KDE Edu Applications Strike in Qt Contest
Today QtForum.org, a site dedicated to Qt development discussions, presented the winners of the QtForum.org programming contest award, sponsored by Trolltech. The contest selected the best educational software written with the Qt libraries, and these two programs from the KDE Edutainment Project took first and second prize, while third place was shared among two also KDE-based applications.
The first prize was awarded to KStars, the outstanding deskop plantarium. Kig, the KDE interactive geometry application made the second place.
"Both KStars and Kig are beautiful, smart, well written, and wise and enjoyable teachers of timeless subjects of interest and importance to every age. Both are first class in every respect, going far beyond their peers in implementation and ideology", said Trolltech's Scott Collins.

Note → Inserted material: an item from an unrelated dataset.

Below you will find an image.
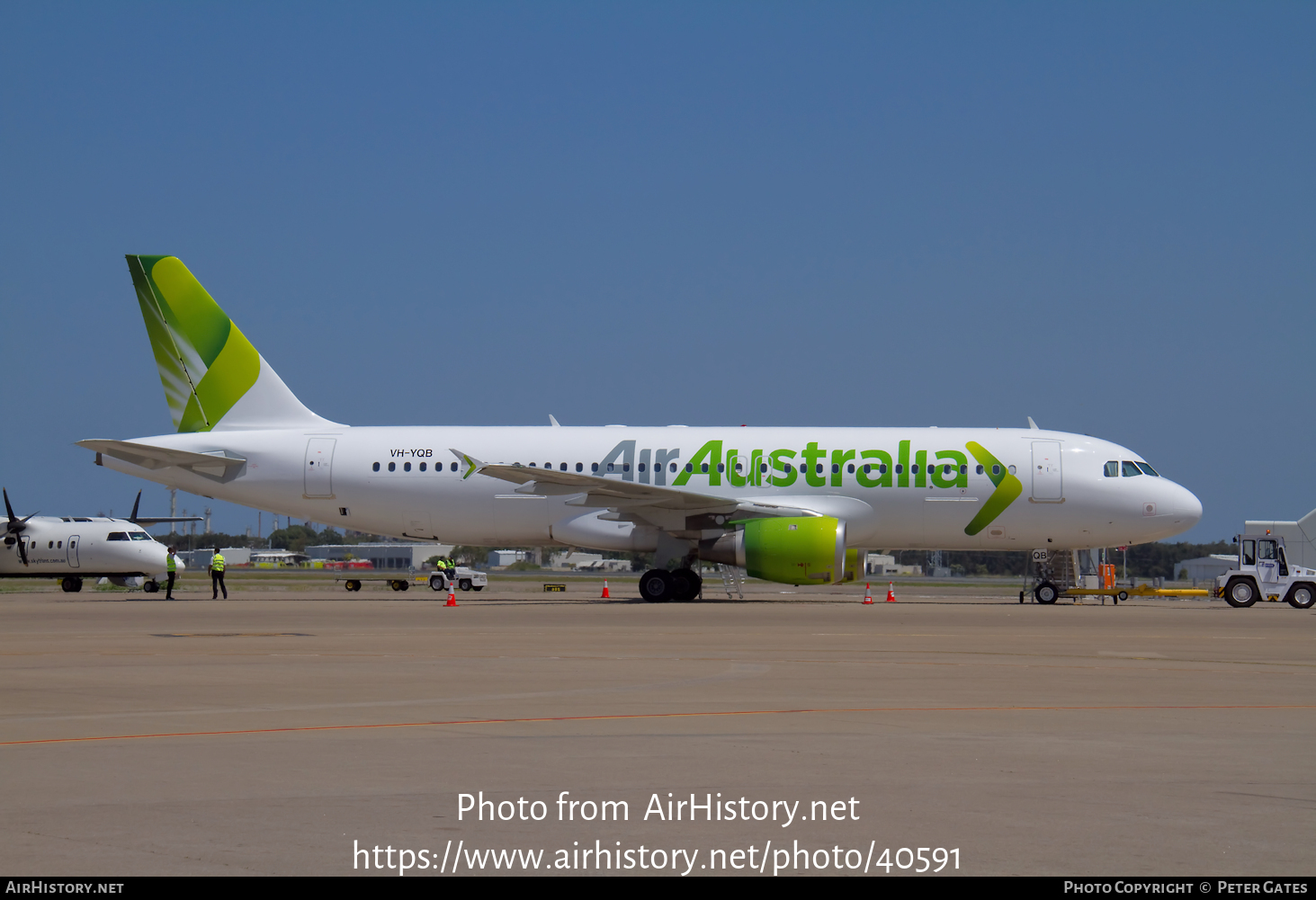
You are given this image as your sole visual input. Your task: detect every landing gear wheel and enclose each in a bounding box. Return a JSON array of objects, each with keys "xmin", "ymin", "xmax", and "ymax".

KStars, a desktop planetarium program, took the $1500 first prize. "On behalf of the KStars team, I'd like to thank the contest judges and Trolltech," said lead developer Jason Harris. "This recognition of our work is extremely exciting and gratifying. The KStars team decided before entering the contest that we would donate any prize money to KDE e.V. We feel strongly that we should use our success to nurture the further development of KDE, without which KStars would never have been possible. Thank you very much to our users and fellow kde-edu developers; you've all had a part in KStars."
Kig, a program for exploring geometric constructions, took the $750 second prize. Maintainer Dominique Devriese was amazed: "The Kig team and myself feel very proud of winning this prize. Of course, we would have liked to come in first, but winning against KStars could never have felt right ;). My personal thanks go out to the rest of the fantastic Kig team (Maurizio and Pino to name two) and furthermore, we'd like to thank Kig users and bug reporters, all KDE-Edu people, the contest jury and TrollTech and all of our fellow open source developers."
The third place was shared by another two KDE educational applications: Keymaster, a typing teacher, convinced the judges while vocabulary trainer KSalomon amazed the community. Both were awarded $500.